Dubai, CNN Indonesia —
Menteri Kementerian Lingkungan Hidup dan Kehutanan (KLHK) Siti Nurbaya mengatakan bahwa diskusi terkait pendanaan transisi energi (Just Energy Transition Partnership/ JETP) saat ini masih terus dilakukan.
“Saya lihat langkah-langkahnya sudah disiapkan. Intinya ada dekarbonisasi, ada akselerasi pengurangan batu bara, ada renewable energy. Secara umum, memang koridornya itu. Tapi terkait partnership berupa US$20 miliar, ini sedang terus didiskusikan,” ujar Siti kepada wartawan menjelang perhelatan COP28 di Dubai, Uni Emirat Arab, Rabu (29/11).
Meski begitu, Siti menegaskan bahwa ada atau tidak ada konvensi atau kesepakatan terkait iklim, Indonesia tetap akan terus melakukan upaya untuk menanggulangi dampak dari perubahan iklim karena sesuai dengan amanat konstitusi.
“Jadi kita ambil manfaatnya dari konvensi-konvensi ini agar lebih sistematis dalam bekerja, terukur, ada standar, dan perbandingan dengan pihak-pihak lain,” tambahnya.
Di sisi lain, terkait dengan penggunaan sumber energi fosil, Siti mengingatkan bahwa negara-negara maju pun saat ini belum lepas sepenuhnya dari batu bara. AS dan Inggris dalam dua tahun terakhir ada setback terkait komitmen soal batu bara. Jerman saat ini masih membutuhkan batu bara karena perang Ukraina-Rusia. Maka, Indonesia pun mesti berhati-hati karena harus memperhatikan faktor pemenuhan listrik bagi masyarakat.

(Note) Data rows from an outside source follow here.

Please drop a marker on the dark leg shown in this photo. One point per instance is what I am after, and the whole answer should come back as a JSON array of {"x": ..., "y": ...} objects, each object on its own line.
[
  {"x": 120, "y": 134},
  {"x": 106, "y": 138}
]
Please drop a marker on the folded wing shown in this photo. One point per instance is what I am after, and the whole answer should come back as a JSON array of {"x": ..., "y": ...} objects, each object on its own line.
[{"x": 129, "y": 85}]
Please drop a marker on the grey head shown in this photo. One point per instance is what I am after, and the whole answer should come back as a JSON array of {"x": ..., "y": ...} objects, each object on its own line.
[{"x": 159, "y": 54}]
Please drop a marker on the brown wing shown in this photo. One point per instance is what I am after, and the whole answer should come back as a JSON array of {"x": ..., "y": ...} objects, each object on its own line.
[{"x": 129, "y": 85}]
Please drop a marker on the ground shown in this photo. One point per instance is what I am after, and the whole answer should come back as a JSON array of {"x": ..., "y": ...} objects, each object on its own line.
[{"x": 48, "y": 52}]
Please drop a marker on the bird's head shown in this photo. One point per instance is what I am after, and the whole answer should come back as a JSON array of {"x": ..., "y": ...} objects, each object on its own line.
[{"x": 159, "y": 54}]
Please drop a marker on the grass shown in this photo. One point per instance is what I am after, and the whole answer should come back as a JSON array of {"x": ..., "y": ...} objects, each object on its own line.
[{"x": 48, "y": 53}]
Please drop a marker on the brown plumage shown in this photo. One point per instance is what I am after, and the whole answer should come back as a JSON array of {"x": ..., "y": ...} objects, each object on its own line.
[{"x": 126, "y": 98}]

“Negara barat sudah 5400 watt per kapita sejak tahun 70-an. Kita diperkirakan akan mencapai 4000-5000 watt di 2030. Tapi kita keburu terbentur dengan konvensi-konvensi internasional yang mesti kita jaga. Artinya, harus dicari jalan untuk melakukan mitigasinya, mengurangi emisinya bagaimana dengan cara teknologi?” ujarnya.

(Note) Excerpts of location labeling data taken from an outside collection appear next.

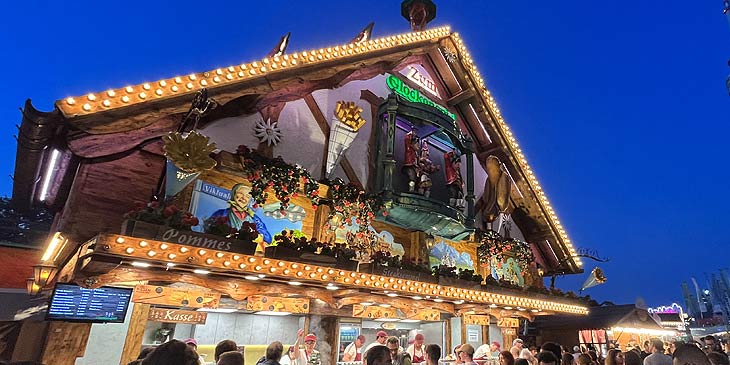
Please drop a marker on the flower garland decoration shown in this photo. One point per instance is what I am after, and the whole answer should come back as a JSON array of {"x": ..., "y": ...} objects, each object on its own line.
[
  {"x": 162, "y": 213},
  {"x": 493, "y": 245},
  {"x": 219, "y": 226},
  {"x": 350, "y": 201},
  {"x": 284, "y": 179},
  {"x": 488, "y": 239}
]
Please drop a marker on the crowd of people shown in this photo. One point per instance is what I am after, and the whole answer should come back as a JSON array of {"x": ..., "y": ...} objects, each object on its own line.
[{"x": 386, "y": 350}]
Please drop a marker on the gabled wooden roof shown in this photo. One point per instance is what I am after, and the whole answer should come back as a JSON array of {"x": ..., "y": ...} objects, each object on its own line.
[{"x": 129, "y": 110}]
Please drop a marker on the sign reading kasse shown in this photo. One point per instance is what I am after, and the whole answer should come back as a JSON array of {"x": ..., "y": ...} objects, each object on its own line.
[{"x": 177, "y": 316}]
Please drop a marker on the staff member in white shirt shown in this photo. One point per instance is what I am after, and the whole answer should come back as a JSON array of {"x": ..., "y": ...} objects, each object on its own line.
[
  {"x": 380, "y": 339},
  {"x": 353, "y": 351},
  {"x": 308, "y": 355}
]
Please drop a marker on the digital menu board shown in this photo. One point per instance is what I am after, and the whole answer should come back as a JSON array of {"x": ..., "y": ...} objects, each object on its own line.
[{"x": 73, "y": 303}]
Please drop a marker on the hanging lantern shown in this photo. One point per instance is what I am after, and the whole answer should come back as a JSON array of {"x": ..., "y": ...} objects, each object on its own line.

Siti juga mengatakan di banyak kesempatan, Presiden Joko Widodo kerap menyentil negara maju agar melangkah dan jangan hanya bicara.
Sebelumnya, Jokowi menyampaikan pendanaan transisi energi dari negara maju justru menjerat negara miskin dan berkembang dalam tumpukan utang.
Hal itu Jokowi sampaikan saat kuliah Umum di Stanford University, Amerika Serikat, Rabu (15/11). Menurut dia, kalau benar negara maju berniat positif dalam melakukan dan mendukung transisi energi, harusnya pendanaan yang disediakan bersifat konstruktif.
“Kita tahu semuanya sampai saat ini, sampai saat ini yang namanya pendanaan iklim (transisi energi) masih business as usual, masih seperti commercial bank. Padahal seharusnya lebih konstruktif, bukan dalam bentuk utang yang hanya akan menambah beban negara-negara miskin maupun berkembang,” kata Jokowi.
JETP merupakan komitmen dari negara maju dalam G7 untuk mendanai transisi energi Indonesia. Pendanaan JETP sebesar US$20 miliar atau setara Rp314 triliun disepakati dalam KTT G20 di Bali pada November 2022 lalu. Namun sayangnya, pendanaan tersebut ternyata bukan berbentuk hibah, melainkan pinjaman alias utang.